4. Train agents to use the right tone
We cannot talk about the tone of voice without including the persons talking to customers via messaging: your agents. Digital channels involve written communication, meaning that the skills are different from the ones used on the phone. Before asking them to use the right tone, it is then essential to select agents with digital skills.
After defining the right tone of voice, the challenge is to implement it and train agents for it – but in a way that empowers them through guidelines, rather than strictly defining every interaction.
5. Create chatbots adopting your tone
Chatbots are an essential part of messaging channels: on Facebook Messenger alone, more than 300,000 chatbots are currently active. There are many great examples of chatbots being used by airlines such as KLM, Air France and Aer Lingus to give passengers access to information about services and departures.. SnapTravel has put WhatsApp conversational commerce right at the heart of it offering for customers to specify their travel requirements.
However, chatbots are still quite new for customers. To limit confusion and set the right expectations, brands should let the customer know when they are interacting with a chatbot. 59% of customers want chatbots to make it clear that they’re a bot. A common practice is to give it a name, and welcome the customer by a message like “Hi, I’m M, your personal assistant”.

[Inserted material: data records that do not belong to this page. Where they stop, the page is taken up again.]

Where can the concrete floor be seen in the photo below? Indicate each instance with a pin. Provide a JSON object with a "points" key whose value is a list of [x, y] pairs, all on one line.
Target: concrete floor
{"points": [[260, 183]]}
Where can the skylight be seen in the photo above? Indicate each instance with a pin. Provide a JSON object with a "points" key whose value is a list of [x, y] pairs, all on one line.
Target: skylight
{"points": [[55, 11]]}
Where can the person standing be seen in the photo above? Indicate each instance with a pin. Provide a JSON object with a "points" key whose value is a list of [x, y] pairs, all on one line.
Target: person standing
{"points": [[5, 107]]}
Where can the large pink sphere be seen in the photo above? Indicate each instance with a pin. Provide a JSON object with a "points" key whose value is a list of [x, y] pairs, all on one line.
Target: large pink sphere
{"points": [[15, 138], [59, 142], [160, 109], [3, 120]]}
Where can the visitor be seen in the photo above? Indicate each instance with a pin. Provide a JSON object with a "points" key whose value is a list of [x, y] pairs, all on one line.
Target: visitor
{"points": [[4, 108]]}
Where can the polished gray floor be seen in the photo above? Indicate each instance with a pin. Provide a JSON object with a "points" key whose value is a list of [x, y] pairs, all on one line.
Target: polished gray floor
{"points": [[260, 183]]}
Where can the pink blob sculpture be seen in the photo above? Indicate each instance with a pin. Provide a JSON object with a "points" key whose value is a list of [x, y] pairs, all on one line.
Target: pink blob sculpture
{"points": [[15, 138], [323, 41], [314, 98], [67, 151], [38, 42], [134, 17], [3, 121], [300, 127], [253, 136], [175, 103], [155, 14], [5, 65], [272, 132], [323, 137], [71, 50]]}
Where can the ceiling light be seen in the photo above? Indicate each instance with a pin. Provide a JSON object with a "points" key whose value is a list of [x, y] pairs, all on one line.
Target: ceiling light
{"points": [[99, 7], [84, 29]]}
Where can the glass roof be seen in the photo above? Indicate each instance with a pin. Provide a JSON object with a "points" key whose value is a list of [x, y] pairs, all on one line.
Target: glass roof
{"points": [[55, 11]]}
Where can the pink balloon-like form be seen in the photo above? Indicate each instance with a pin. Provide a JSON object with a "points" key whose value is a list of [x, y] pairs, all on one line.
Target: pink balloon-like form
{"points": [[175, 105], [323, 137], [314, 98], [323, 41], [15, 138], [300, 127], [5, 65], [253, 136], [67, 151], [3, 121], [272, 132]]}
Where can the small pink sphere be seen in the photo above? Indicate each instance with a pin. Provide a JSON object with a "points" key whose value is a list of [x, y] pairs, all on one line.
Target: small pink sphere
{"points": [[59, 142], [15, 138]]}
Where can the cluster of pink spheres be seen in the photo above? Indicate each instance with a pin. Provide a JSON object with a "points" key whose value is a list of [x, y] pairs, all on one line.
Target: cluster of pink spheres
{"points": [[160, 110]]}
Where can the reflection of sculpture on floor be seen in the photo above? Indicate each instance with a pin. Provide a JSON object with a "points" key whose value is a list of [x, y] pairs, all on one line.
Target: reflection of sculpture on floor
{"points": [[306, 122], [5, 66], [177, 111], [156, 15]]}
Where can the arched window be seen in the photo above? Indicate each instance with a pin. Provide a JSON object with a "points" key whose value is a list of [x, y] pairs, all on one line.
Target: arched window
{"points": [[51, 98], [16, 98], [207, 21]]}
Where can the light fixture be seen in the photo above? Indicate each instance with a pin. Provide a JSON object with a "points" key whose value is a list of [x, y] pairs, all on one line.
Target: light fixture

During the chatbot implementation, it is essential to keep in mind that customers will interact both with a chatbot and an agent within the same conversation. This means that the tone of both parties should be aligned to some extent. For example, if agents are using a casual tone, chatbots should adopt the same kind of language.
Good tone travels well
The rise of messaging for customer service requires companies to implement several changes to their strategy. These channels are an excellent opportunity to reinforce the relationship with customers by being better aligned with their daily habits. Rather than replicating processes from other channels, companies can take advantage of messaging specificities to maximise customer satisfaction and create more personal conversations.